Nos últimos meses, caminhões carregados de minério estão na mira da Polícia Rodoviária Federal (PRF) em Mato Grosso do Sul, mais especificamente na BR-262, por causa de traficantes que utilizam a carga excessiva para esconder drogas e conseguir chegar nas mãos pretendidas, com ajuda das famosas “mulas” que se arriscam para ultrapassar as barreiras policiais e que chegam a faturar quase 10 salários mínimos se tiverem sucesso na missão.
Por ser uma rodovia que atravessa o Estado de leste a oeste e o liga com São Paulo, a BR-262 é muito utilizada para tráfico de drogas, o que não é novidade para ninguém. Porém, neste ano, a prática de transportar cocaína e outras substâncias ocultas em carregamentos de minério tornou-se quase trivial na região.
Em 1º de abril deste ano, foram apreendidos 452 quilos de cocaína (avaliada em R$ 22 milhões) em Terenos, que estavam escondidos em um caminhão carregado de minério de ferro.
Dois dias depois, uma apreensão semelhante ocorreu em Campo Grande, desta vez foram confiscados 368 quilos do entorpecente (260 quilos de pasta base e 108 quilos de cloridrato).
No mês seguinte, em meados de maio, duas ações policiais em menos de 24 horas encontraram mais de uma tonelada de drogas escondidas em cargas de minério (560,7 quilos em Terenos e 547,9 quilos em Corumbá). Ambas seriam entregues em outros estados, como Minas Gerais e São Paulo, respectivamente.
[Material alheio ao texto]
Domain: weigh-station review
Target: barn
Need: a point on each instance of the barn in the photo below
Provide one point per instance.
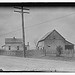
(52, 40)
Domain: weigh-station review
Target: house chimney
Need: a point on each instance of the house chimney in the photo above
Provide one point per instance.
(13, 37)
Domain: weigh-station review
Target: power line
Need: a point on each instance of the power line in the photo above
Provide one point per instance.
(51, 20)
(39, 23)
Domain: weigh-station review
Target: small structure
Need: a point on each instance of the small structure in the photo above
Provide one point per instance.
(52, 40)
(14, 44)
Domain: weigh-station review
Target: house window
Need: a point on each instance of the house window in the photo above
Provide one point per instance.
(9, 47)
(17, 47)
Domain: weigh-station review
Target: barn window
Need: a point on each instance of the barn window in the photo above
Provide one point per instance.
(17, 47)
(9, 47)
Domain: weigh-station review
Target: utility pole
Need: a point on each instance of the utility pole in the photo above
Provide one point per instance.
(22, 13)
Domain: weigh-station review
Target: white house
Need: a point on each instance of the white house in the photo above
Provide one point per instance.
(14, 44)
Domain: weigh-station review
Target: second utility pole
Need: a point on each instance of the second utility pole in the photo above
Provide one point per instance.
(22, 13)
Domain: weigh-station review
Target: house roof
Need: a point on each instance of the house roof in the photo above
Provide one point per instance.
(49, 33)
(13, 40)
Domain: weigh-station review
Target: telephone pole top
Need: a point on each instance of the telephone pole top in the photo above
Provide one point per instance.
(22, 13)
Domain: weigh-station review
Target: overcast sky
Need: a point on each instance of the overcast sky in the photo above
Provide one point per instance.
(38, 23)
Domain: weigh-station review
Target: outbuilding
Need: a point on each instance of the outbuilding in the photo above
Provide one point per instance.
(52, 40)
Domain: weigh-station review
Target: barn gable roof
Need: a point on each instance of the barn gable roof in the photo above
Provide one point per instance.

“Mulas” não nascidas em Mato Grosso do Sul também são utilizadas pelos traficantes. Há aproximadamente três semanas, um catarinense de 32 anos foi flagrado em Miranda transportando 140,5 quilos de cocaína, carga que foi carregada em Corumbá e tinha como destino final um município de Goiás, não especificado pelo motorista.
Coincidência?
No dia 10 de setembro, a PRF realizava uma fiscalização de rotina na BR-262 quando ordenou a parada de um caminhão. Interrogado, o motorista de 24 anos demonstrou nervosismo na fala e mãos trêmulas ao entregar os documentos, o que ascendeu a suspeitas dos policiais.
Por isso, foi realizada uma vistoria minuciosa no veículo e na carga, onde foram encontrados entorpecentes nas duas extremidades dos dois tanques de combustível.
Mesmo que tenha negado conhecimento da droga no primeiro instante, o caminhoneiro admitiu que sabia e que aceitou a missão após ter sido aliciado dentro do pátio da Mineradora Urucum, localizada em Corumbá, sob a bagatela de R$ 10 mil para transportar o ilícito até Campo Grande. Porém, ele disse que não conhecia a pessoa que fez a proposta.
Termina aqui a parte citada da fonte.